Stephens lampoons many aspects of LGBT culture with equally un-PC zeal: A diesel dyke Casanova beds every femme in reach, Andy accidentally drinks poppers, and one of the boys' would-be tricks overdoses on the party drug GHB, only to be resuscitated and spontaneously break into circuit-party dancing.

"It's great that we can be as vulgar and graphic as straights," says filmmaker Don Roos (The Opposite of Sex, Happy Endings) who's pushed a few envelopes himself. "And it's wonderful to have silly gay movies instead of [being] earnest or always showing upstanding gay role models. To see people behaving badly, or gays behave in this way--that's fun. It's equality."

Stephens's previous films--he wrote the screenplay for 1998's Edge of Seventeen and directed 2001's Gypsy 83--also revolved around gay teens. The latter, a road movie involving an overweight Stevie Nicks-obsessed girl and her gay best pal, had a difficult time securing distribution. Executives, even those who loved the movie, told him it wasn't "gay" enough for pickup. "So I thought, I'll make the gayest movie ever made," he recalls. "I was really angry when I wrote it. Very frustrated. And Another Gay Movie's what came out."

Vengeance aside, Stephens, 38, had also long felt that a brashly gay teen sex comedy, targeted exclusively to a gay audience, was long overdue, so he whipped up the story with his boyfriend of 20 years, Tim Kaltenecker. "I think the audience has been waiting for a gay teen sex comedy," Stephens opines. "I know I have and wish that I could have seen this movie when I was 15 years old."

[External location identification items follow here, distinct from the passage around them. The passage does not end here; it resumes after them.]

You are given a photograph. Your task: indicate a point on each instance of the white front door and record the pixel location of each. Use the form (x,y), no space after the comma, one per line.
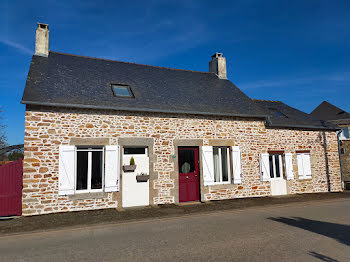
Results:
(278,183)
(135,193)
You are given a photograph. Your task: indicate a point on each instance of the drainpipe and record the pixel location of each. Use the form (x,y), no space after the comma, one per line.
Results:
(341,167)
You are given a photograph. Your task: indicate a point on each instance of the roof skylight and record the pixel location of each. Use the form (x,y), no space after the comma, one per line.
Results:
(121,90)
(278,113)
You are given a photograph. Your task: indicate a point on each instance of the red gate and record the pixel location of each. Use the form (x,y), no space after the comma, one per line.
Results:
(11,188)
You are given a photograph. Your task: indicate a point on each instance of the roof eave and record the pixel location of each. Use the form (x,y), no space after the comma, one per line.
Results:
(149,110)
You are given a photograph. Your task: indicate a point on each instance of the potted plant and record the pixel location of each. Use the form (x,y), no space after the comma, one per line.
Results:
(142,177)
(131,167)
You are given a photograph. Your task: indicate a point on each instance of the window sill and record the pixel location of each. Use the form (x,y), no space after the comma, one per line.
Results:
(83,196)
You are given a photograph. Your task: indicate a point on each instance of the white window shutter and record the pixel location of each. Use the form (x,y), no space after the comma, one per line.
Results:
(307,165)
(236,162)
(66,174)
(265,167)
(208,165)
(289,165)
(112,168)
(300,166)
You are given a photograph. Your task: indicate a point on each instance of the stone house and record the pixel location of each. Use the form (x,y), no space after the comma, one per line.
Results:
(328,112)
(108,134)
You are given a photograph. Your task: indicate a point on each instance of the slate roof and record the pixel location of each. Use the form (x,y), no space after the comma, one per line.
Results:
(76,81)
(282,115)
(83,82)
(327,111)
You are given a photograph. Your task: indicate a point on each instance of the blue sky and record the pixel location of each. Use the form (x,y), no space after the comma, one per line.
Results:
(295,51)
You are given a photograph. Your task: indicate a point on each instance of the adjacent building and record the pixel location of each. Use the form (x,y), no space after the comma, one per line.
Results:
(328,112)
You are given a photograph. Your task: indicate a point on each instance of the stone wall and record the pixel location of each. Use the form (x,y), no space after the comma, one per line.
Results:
(48,128)
(345,158)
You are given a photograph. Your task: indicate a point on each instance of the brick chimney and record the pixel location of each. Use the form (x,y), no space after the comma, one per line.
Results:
(217,65)
(42,40)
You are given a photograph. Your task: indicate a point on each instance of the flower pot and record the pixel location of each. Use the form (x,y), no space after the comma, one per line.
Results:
(142,178)
(129,168)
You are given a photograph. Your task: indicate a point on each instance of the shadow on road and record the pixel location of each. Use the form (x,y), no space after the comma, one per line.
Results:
(338,232)
(322,257)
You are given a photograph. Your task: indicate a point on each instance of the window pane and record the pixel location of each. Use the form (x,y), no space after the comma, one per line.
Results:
(277,163)
(186,161)
(224,159)
(82,170)
(134,150)
(96,170)
(271,166)
(216,165)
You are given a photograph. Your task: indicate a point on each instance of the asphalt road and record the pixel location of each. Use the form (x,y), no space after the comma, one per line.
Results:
(318,231)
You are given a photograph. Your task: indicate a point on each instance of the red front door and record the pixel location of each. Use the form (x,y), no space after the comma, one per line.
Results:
(188,174)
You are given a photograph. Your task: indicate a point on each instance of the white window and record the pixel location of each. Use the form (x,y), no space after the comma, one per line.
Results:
(221,164)
(276,166)
(88,169)
(304,165)
(139,151)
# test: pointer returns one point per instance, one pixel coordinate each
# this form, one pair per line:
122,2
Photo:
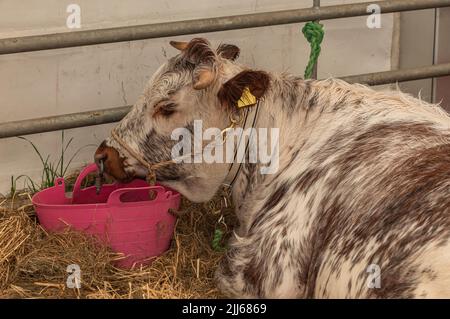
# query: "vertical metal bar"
316,5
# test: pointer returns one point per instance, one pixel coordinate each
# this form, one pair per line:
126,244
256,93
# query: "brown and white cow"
363,180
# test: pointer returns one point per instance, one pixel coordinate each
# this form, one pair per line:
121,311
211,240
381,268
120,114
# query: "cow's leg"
258,267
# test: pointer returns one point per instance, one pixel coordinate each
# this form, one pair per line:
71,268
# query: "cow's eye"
165,108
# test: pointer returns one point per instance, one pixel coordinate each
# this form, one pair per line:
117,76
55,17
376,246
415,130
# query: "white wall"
53,82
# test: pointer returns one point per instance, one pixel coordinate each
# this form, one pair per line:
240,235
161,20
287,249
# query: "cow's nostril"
100,157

He first savored an opportunity to gauge audience reactions (and do preliminary casting) when New York City's NewFest and the Philadelphia International Gay and Lesbian Film Festival presented staged readings of the script in 2004. Actor Jonah Blechman--who smooched Leonardo DiCaprio in This Boy's Life--was among the participants. "When I first read the script I was initially like, 'This is so wrong, I could never take part,' " he admits. Eventually, however, the bisexual Blechman found himself so intrigued by his own shocked reaction and by Stephens's crossover-appeal-be-damned mind-set that he signed on as executive producer.

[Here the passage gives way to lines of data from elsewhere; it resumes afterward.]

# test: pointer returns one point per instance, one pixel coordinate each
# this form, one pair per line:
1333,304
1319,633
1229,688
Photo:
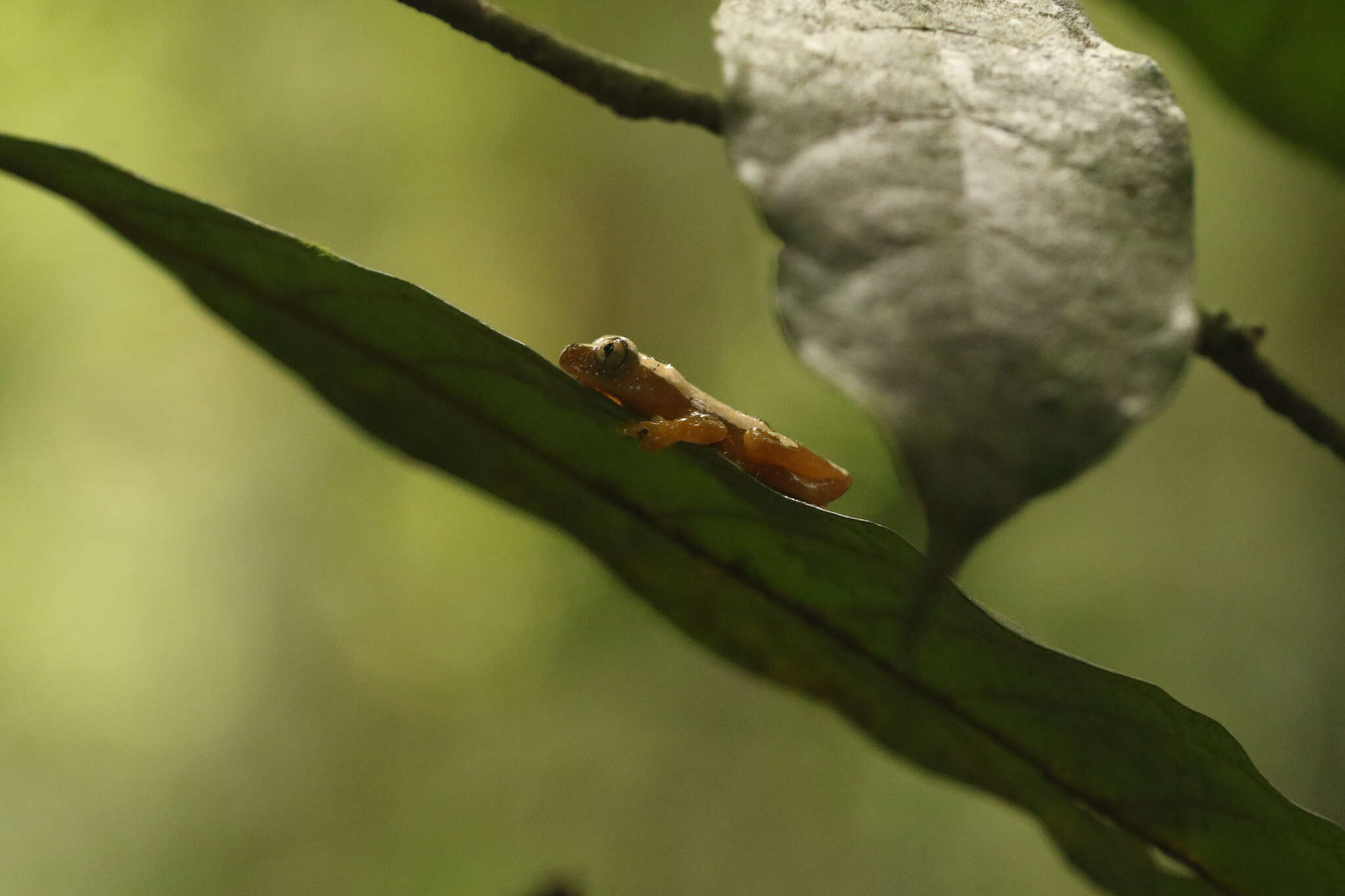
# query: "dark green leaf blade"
1282,62
1113,767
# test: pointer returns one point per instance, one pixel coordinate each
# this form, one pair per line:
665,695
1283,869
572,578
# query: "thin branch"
627,91
1232,349
638,93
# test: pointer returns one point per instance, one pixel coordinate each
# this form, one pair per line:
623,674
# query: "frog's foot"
766,446
657,435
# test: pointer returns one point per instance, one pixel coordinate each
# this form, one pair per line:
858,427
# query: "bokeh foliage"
252,653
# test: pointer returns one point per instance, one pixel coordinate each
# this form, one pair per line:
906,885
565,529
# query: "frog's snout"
575,356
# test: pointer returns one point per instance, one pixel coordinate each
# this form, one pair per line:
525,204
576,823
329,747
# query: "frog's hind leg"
657,435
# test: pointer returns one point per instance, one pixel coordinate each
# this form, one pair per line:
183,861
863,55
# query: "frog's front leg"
695,427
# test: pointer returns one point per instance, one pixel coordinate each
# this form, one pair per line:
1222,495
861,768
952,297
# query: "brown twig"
627,91
636,93
1232,349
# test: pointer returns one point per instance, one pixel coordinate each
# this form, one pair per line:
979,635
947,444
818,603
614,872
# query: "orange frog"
678,412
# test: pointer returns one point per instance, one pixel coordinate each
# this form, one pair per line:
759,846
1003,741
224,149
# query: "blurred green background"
246,651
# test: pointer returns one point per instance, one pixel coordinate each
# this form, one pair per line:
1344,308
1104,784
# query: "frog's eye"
612,352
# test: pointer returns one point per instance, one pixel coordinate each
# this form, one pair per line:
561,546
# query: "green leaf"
1283,61
1114,769
986,215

Icon Nancy Sinatra was tickled enough to sing the film's title song, "Another Gay Sunshine Day." And an impressive roster of names joined the cast, including Scott Thompson and John "Lypsinka" Epperson; Survivor winner-cum-convict Richard Hatch ("And we do reveal all of Hatch once and for all," gloats Stephens); Noah's Arc star Darryl Stephens; and talk show host Graham Norton, who plays a teacher possessing a monstrous, Tom of Finland-esque organ dubbed "Rodzilla." "When Graham walked around in the giant [prosthetic Rodzilla] penis and nipples, I just was like, 'I can't believe this is happening,' " Stephens admits. "But I thought that was my job--to go too far sometimes."

Yet it was a newcomer, fresh-faced New York-based actor Michael Carbonaro, who took on the most consistently audacious, daring material, from a confrontation with Rodzilla to a naked sprint down a neighborhood street ("I was feeling pretty vulnerable that day") to the aforementioned quiche-and-gerbil scene. "I burned myself during that scene, no joke," Carbonaro says. "Those were real quiches, and they had just come out of the oven. I was pushing it against me, and now when I watch the film, I'm like, 'Why didn't we use an empty dish?' "

Carbonaro says he'd be game for a sequel. Box office willing, Stephens already has one in mind. Set in Fort Lauderdale, Fla., Another Another Gay Movie: Gays Gone Wild will see the postvirginal teens jockeying to have the most sex during spring break. Yet there's a slightly bigger question mark for now than whether a sequel or slew of rip-offs will be hatched--namely, what happened to all that quiche?

"Sadly, I don't think anybody did eat it," Stephens shrugs. "I think it just got trashed. Such a beautiful quiche too."